The Amazing Spider-Man 2 is an egregiously beautiful film that has places to be. Just about every shot in this movie was made to be a desktop background or a Tumblr post, much like Zack Snyder’s 300 but without a lot less dude chest. And while it finds its head, it never finds its heart. Great cinematography and fantastic actors can’t do much with an empty story and poor writing.
Picking up where the first Amazing Spider-Man left off, Peter Parker is still in New York City fighting crime, living with his Aunt May, and dating Gwen Stacy. As they graduate from high school, Peter is still haunted by the death of Gwen’s father’s death and the hollow memory of his mother and father abandoning him on his aunt and uncle’s doorstep so many years ago. Once his old friend Harry Osborn returns to the city with his own father’s diseased death imminent, things get complicated as a Spidey-obsessed electrical engineer from Oscorp gains incredible electrical powers.
If that sounds like a rather busy plot, then you’re right. It’s incredibly hectic, and that’s only the setup to the first quarter of the film with 90 more minutes of intertwining developments in hiding. There are a lot of moving parts, and in an effort to get to through it all, the movie operates much like a bulldozer going through paper walls.

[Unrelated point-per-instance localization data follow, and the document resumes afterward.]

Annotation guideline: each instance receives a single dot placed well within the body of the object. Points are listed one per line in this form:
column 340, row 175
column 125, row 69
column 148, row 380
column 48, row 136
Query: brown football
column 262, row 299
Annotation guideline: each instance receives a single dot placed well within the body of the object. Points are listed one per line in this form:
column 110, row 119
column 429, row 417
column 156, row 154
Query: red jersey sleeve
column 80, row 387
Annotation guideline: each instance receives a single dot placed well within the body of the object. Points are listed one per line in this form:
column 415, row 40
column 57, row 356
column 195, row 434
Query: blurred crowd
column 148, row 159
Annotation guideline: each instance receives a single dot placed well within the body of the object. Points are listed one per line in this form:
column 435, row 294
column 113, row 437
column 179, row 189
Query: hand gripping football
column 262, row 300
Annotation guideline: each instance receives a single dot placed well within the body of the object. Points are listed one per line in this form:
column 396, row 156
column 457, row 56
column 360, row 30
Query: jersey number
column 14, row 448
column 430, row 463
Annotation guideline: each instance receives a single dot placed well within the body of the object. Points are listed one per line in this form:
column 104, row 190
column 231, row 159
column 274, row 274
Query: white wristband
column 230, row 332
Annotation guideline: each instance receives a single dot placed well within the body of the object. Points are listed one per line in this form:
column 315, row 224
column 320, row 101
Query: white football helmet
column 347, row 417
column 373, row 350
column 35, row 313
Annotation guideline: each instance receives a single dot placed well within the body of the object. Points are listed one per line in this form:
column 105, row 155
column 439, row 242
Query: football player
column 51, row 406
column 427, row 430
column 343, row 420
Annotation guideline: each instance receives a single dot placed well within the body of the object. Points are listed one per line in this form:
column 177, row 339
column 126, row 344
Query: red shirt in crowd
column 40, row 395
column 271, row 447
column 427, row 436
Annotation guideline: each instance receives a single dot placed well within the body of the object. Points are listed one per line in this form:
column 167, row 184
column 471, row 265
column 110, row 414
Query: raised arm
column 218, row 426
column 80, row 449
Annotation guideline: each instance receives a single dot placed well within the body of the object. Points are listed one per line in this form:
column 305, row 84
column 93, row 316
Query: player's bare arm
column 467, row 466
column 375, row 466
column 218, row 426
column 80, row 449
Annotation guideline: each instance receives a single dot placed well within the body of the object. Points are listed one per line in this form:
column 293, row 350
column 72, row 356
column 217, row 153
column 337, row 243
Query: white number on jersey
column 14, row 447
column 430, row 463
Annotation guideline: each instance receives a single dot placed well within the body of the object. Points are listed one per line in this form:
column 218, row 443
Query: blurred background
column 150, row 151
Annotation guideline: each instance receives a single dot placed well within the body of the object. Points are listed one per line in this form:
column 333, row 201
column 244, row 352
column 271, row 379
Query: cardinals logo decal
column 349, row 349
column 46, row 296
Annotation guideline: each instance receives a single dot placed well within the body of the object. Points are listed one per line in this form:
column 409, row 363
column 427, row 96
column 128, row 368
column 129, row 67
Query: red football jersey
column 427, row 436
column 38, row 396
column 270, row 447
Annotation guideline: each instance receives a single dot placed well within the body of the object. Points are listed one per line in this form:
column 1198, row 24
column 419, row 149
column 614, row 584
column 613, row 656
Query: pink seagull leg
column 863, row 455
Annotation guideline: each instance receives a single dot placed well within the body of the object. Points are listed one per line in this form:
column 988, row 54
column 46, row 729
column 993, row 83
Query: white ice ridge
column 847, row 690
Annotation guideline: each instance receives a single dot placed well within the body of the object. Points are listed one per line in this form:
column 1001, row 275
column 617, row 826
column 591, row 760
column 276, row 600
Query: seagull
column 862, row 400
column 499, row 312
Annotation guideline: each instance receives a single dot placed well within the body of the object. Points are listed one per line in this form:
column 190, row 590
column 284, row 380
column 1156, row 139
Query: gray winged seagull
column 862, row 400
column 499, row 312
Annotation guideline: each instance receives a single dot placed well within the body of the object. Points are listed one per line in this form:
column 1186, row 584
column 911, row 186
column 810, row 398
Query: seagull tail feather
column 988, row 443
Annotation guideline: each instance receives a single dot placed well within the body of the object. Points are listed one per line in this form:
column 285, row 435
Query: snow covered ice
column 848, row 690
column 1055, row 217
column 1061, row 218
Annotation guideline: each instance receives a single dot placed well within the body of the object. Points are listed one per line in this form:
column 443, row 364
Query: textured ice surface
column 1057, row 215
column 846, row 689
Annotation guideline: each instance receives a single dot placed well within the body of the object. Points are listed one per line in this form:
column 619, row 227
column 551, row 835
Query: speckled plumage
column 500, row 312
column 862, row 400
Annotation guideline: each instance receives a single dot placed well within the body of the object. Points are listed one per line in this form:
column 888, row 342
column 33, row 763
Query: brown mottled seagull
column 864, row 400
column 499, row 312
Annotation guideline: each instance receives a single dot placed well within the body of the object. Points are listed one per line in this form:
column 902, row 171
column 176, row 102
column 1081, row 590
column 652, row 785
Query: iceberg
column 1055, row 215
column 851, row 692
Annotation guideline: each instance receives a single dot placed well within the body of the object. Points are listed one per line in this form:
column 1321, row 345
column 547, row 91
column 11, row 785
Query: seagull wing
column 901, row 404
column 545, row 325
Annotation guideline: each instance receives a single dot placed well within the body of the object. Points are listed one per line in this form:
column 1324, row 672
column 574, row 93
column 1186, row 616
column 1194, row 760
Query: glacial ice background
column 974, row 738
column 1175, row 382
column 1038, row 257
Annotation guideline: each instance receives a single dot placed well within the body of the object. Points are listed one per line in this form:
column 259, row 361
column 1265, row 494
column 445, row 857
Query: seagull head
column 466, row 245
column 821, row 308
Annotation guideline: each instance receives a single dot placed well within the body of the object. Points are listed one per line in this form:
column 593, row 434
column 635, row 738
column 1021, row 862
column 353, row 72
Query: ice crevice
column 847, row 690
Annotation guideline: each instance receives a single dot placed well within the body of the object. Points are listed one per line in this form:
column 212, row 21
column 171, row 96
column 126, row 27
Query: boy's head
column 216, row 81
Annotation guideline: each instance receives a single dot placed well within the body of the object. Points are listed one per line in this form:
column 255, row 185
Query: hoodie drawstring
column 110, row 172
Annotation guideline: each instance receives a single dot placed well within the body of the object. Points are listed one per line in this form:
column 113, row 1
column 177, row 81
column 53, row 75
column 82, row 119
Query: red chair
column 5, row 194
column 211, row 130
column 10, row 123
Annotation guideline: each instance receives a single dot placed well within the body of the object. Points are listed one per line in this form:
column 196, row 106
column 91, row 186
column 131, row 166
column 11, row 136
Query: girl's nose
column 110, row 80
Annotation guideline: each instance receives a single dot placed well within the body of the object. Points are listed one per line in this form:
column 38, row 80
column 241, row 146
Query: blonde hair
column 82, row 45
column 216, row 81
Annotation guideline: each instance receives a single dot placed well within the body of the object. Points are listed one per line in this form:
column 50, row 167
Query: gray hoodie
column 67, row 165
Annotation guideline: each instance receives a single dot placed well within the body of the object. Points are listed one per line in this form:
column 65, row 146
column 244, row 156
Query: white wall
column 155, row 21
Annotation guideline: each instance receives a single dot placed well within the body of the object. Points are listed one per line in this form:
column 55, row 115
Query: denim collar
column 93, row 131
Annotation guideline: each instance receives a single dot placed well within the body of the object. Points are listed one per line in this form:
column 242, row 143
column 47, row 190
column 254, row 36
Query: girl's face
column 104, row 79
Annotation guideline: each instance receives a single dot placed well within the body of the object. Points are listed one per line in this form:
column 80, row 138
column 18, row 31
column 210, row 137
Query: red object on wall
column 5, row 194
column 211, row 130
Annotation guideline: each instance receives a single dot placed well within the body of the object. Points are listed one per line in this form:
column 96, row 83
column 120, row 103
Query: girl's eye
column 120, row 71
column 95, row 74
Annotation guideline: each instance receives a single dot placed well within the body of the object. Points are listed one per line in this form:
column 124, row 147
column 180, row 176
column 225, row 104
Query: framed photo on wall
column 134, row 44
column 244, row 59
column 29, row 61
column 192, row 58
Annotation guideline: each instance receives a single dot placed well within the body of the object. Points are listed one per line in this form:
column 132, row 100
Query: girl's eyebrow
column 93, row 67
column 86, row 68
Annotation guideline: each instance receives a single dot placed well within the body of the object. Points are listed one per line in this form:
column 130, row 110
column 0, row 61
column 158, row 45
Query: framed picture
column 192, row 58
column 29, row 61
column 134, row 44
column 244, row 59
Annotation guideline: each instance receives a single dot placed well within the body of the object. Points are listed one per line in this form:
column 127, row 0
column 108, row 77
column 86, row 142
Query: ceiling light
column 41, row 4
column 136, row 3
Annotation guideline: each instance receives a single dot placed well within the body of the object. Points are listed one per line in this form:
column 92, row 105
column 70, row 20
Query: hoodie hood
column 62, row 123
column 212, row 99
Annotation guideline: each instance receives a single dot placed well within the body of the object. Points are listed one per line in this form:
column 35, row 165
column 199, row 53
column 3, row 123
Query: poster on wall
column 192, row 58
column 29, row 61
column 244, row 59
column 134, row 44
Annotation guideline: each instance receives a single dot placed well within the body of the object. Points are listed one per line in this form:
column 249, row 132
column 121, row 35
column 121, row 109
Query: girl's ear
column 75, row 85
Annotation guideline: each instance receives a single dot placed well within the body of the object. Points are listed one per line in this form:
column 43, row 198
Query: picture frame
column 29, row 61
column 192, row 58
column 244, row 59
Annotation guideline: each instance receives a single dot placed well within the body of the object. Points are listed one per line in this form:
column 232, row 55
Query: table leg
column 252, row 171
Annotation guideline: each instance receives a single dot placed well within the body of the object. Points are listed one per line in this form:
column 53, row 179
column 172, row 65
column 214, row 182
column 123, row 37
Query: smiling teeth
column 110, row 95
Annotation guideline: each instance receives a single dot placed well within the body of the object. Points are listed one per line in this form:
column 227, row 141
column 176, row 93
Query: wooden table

There are so many moments in the story where, cognitively, you can recognize that there is emotion in a scene and you can tell the actor’s are appropriately emoting, but you just feel bored.
It’s an awful lot like how a child would tell a story. Instead of This happened because That happened but Another Thing happened because Disaster occurred, it’s just and then and then and then and then and then… It’s a tiring experience, one that drains you for no particular reason other than to push out plot arcs as you get from point A to point B. It’s an entirely soulless, humorless film.
A lot of this can be attributed to the new writing team, I’m sure. Alex Kurtzman and Roberto Orci worked together on a number of emotionally void films including Watchmen, Star Trek, Transformers, Cowboys & Aliens, and Ender’s Game (some of those worked, other didn’t). Combine their dry style with director Marc Webb’s impossible-to-suppress indie flair and you have a movie that just doesn’t know what it wants to be. Stilted, imprecise dialogue can be covered up only so much.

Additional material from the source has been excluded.